This is part 46 of the series of article on SSIS
In this article we are going to see on how to use the Fuzzy Lookup transformation in SSIS. Fuzzy lookup transformation uses an equi join to do a check for the matching records across the tables. Fuzzy lookup can be used in place where we have a large number of corrupted data and we need to consider doing a cleanup and processing the data to be available across the systems.[more]
Take an example when we need to write a package which fetches the details from the customer table and process the data to some systems, in that case if there is some mismatch in the name then also we need to process the data at that situation we can have this fuzzy lookup which takes the matchup as per the threshold and process the missing records so that the accuracy comes into picture. Let’s jump start on how to use this task in real time and see the steps to do the configurations.
You can look into my series of article on SSIS at the url – http://f5debug.net/tutorial/ssis.php
Follow steps 1 to 3 on my first article to open the BIDS project and select the right project to work on integration services project. Once the project is created, we will see on how to use the Fuzzy Lookup control. Once you open the project just drag and drop the Fuzzy Lookup control and a source provider as shown in the below image.
There are some Red Cross icons on the tasks which indicate that the controls are not configured yet. Now let’s start to configure the controls in the coming sections. First configure the Source provider as shown in the below task.
Now the Source provider is configured, which mean we have the data to process in our package, here we need to see the corrupted data that is like any data repeated and anything against the policy for the business. Now let’s configure the Fuzzy Lookup as shown in the below screen
Configure for each tabs as shown below
Here we have an option to create a new index or use an existing index, normally Fuzzy lookup creates an index to do the check for the sorting and do the transformation for checking the duplication of values accordingly. If we have an existing index on the table then we have option to use the same instead of creating a new one to maintain the performance of the table.

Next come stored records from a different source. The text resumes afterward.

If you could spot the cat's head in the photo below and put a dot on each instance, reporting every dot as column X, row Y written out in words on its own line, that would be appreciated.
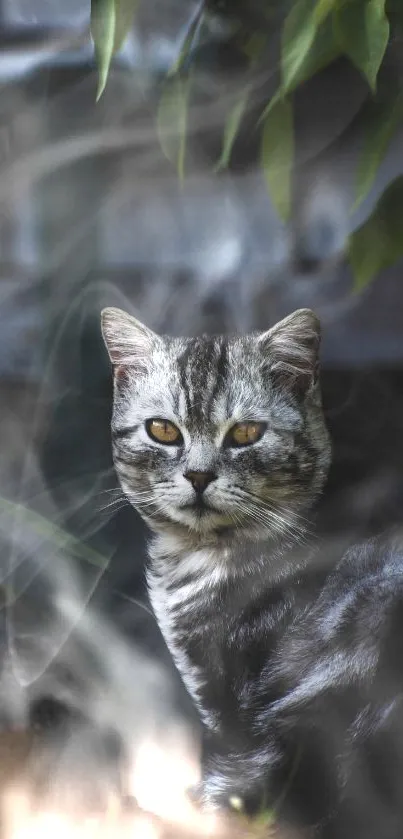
column 218, row 433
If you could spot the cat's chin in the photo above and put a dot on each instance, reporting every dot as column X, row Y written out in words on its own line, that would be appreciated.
column 202, row 519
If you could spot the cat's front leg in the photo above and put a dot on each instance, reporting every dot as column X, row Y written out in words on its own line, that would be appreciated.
column 235, row 782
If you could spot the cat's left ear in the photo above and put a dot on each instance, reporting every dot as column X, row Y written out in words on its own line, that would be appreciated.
column 129, row 342
column 291, row 349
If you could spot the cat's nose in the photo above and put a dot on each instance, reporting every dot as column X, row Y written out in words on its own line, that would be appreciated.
column 200, row 480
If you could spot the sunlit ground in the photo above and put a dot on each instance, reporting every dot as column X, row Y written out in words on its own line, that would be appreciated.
column 59, row 808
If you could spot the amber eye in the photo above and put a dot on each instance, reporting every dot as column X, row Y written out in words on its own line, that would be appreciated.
column 164, row 431
column 244, row 434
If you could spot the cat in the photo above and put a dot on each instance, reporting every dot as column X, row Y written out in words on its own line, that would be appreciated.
column 290, row 650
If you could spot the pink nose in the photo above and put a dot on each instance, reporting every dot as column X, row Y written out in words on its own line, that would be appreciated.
column 200, row 480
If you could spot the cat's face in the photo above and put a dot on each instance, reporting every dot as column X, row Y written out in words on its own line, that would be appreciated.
column 216, row 433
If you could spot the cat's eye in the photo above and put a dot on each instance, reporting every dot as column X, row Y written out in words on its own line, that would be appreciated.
column 244, row 434
column 164, row 431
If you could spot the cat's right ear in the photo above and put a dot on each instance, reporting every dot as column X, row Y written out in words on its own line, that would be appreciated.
column 129, row 342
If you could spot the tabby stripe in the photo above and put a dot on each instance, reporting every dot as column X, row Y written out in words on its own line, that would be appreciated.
column 121, row 433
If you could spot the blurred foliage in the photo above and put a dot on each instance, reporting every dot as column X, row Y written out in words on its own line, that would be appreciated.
column 312, row 35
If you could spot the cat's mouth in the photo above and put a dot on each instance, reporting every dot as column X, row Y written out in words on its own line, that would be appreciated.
column 200, row 506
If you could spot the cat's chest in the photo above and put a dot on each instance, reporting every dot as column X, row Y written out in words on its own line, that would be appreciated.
column 185, row 603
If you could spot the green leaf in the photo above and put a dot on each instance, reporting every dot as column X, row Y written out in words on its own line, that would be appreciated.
column 110, row 24
column 232, row 124
column 380, row 131
column 378, row 243
column 297, row 38
column 362, row 31
column 172, row 121
column 308, row 42
column 323, row 9
column 278, row 155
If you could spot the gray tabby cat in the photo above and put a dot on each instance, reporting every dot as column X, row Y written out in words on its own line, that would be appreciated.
column 221, row 445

The above image shows on which column we should map and which column holds the responsibility of doing the column check.
The above screen shows the advanced setting on to use the fuzzy lookup transformation like providing the threshold and giving the exact match for the fuzzy transformation
After finishing the configuration your screen looks like below image
Executing the package (Press F5) will execute the package and your screen looks like below. This indicates that the package is executed perfectly.
So in this article we have seen on how to use the Fuzzy Lookup transformation task and the key configurations used in order to use this task handy.